Madre Teresa: p. Kolodiejchuk (postulatore), “una santa per tutti”. Il suo messaggio è “Calcutta è ovunque”

“Calcutta del mio cuore” ma soprattutto “Calcutta è ovunque”. Questo, per padre Brian Kolodiejchuk, superiore generale dei Padri Missionari della carità, postulatore della causa di canonizzazione di Madre Teresa di Calcutta, è “il suo vero messaggio”. Intervenuto alla conferenza stampa in vista della canonizzazione della Beata, oggi nella sala stampa della Santa Sede, padre Kolodiejchuk ha osservato: “E’ giusto che Madre Teresa venga canonizzata in questo anno della misericordia perché era molto consapevole della necessità della misericordia di Dio.
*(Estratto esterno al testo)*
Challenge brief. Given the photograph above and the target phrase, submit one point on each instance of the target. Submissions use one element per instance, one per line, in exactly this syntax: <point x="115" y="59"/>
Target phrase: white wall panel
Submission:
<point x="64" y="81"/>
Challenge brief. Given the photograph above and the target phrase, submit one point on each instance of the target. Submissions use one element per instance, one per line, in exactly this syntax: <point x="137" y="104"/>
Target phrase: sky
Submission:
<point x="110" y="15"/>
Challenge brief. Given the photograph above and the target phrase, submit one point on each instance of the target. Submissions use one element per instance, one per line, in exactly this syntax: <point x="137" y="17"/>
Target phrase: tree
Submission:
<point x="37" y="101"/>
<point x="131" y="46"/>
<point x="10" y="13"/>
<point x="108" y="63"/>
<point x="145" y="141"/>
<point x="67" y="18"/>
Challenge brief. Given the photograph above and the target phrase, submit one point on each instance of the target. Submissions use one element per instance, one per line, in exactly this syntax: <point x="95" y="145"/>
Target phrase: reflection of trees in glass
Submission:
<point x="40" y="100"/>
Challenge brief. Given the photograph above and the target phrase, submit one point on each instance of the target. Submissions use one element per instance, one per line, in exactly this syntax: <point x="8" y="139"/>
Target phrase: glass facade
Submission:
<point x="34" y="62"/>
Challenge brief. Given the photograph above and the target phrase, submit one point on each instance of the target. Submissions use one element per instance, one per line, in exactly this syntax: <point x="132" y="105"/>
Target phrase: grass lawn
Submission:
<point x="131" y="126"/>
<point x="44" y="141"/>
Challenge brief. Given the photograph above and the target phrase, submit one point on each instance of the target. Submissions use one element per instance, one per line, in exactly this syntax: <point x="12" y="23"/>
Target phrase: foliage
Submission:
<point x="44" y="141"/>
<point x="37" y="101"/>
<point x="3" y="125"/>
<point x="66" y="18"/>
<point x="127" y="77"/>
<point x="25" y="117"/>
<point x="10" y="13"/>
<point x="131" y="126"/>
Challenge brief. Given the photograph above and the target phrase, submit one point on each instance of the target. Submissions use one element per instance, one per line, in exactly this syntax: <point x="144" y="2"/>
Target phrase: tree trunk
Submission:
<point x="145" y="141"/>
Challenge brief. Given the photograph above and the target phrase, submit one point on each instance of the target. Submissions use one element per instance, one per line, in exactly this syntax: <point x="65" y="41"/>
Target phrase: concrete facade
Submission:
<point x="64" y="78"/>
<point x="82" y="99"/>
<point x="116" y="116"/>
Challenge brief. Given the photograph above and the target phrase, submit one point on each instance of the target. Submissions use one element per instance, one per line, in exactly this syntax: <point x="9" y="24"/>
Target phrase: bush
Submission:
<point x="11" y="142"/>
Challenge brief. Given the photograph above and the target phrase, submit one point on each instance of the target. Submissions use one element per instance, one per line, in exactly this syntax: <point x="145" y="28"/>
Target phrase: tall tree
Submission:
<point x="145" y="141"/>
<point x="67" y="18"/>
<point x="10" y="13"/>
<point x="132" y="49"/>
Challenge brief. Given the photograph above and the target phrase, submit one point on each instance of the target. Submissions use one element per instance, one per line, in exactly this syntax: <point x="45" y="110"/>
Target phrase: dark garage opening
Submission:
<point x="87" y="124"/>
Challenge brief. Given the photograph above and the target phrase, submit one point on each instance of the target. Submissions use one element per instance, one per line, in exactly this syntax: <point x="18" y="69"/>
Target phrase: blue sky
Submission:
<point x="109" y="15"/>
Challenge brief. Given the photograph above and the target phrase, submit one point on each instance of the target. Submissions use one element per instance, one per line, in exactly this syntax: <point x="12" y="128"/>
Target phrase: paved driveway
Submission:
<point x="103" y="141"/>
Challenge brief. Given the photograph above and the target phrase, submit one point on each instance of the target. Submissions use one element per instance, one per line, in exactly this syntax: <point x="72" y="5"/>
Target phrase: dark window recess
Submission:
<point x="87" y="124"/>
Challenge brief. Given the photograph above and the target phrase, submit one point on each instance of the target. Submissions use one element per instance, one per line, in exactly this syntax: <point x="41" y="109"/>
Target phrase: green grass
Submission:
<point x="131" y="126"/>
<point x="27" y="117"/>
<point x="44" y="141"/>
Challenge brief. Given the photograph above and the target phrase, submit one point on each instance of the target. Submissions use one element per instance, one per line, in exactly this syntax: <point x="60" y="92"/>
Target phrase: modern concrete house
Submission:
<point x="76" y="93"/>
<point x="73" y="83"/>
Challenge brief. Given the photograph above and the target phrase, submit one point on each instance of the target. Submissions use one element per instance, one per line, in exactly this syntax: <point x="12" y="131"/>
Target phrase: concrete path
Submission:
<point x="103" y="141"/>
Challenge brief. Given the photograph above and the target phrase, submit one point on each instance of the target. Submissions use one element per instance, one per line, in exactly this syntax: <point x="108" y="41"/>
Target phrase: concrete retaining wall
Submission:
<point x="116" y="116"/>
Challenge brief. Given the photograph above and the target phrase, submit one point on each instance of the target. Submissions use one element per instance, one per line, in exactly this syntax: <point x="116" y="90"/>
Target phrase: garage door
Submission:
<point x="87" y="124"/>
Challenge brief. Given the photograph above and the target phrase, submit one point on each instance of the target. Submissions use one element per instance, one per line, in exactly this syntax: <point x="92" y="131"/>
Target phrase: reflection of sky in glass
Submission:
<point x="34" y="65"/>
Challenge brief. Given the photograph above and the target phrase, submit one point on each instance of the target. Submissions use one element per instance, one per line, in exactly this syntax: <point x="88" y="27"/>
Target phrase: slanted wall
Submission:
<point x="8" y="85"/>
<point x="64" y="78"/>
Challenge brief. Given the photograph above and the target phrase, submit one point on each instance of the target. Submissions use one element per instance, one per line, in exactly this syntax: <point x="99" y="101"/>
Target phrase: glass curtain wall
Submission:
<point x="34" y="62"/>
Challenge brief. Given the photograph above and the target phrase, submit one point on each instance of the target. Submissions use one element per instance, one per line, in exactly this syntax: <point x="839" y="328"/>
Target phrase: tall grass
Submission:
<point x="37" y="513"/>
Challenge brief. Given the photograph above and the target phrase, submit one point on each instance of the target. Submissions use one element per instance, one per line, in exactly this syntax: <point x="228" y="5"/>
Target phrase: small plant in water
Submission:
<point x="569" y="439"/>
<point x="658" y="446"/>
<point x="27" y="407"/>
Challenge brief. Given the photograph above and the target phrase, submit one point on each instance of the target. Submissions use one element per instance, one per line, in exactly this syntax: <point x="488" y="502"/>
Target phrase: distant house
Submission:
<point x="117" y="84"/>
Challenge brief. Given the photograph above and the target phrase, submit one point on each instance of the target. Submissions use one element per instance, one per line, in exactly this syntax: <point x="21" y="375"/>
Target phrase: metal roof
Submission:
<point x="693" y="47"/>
Proprio la povertà interiore che riconosceva in se stessa la portava a dire ‘Calcutta del mio cuore’ e ‘Calcutta è ovunque’”. “Consapevole del suo bisogno di perdono – ha ricordato il postulatore – era pronta a offrire a tutti perdono e misericordia invitando anche all’umiltà di dimenticare” perché “non c’è perdono completo se non si dimentica”. La beata si accostava regolarmente alla confessione, “non come routine ma come incontro con la misericordia di Dio”. “Il diavolo – diceva – odia Dio, e quell’odio in azione ci fa vivere nel male”. La sua grande capacità di perdono, ha spiegato ancora il postulatore, dipendeva anche dal suo lungo periodo di oscurità spirituale “che la costringeva a dipendere completamente dalla misericordia del Signore”. Nel 1943 “fece il voto di non rifiutare mai Gesù e di non dire mai no a tenebre e oscurità, una piccola parte di quella che era stata la sofferenza del Signore sulla terra”. “In questo sì di Madre Teresa – la precisazione di p. Kolodiejchuk – c’è la sua santità e la sua fede cristiana”. “Una santa per tutti, per i poveri e per i ricchi, per il nostro tempo così pesantemente devastato da tanta violenza e aridità del cuore” perché mostra “che il male può essere perdonato e che grazie alla mano misericordiosa di Gesù l’oscurità può essere superata”.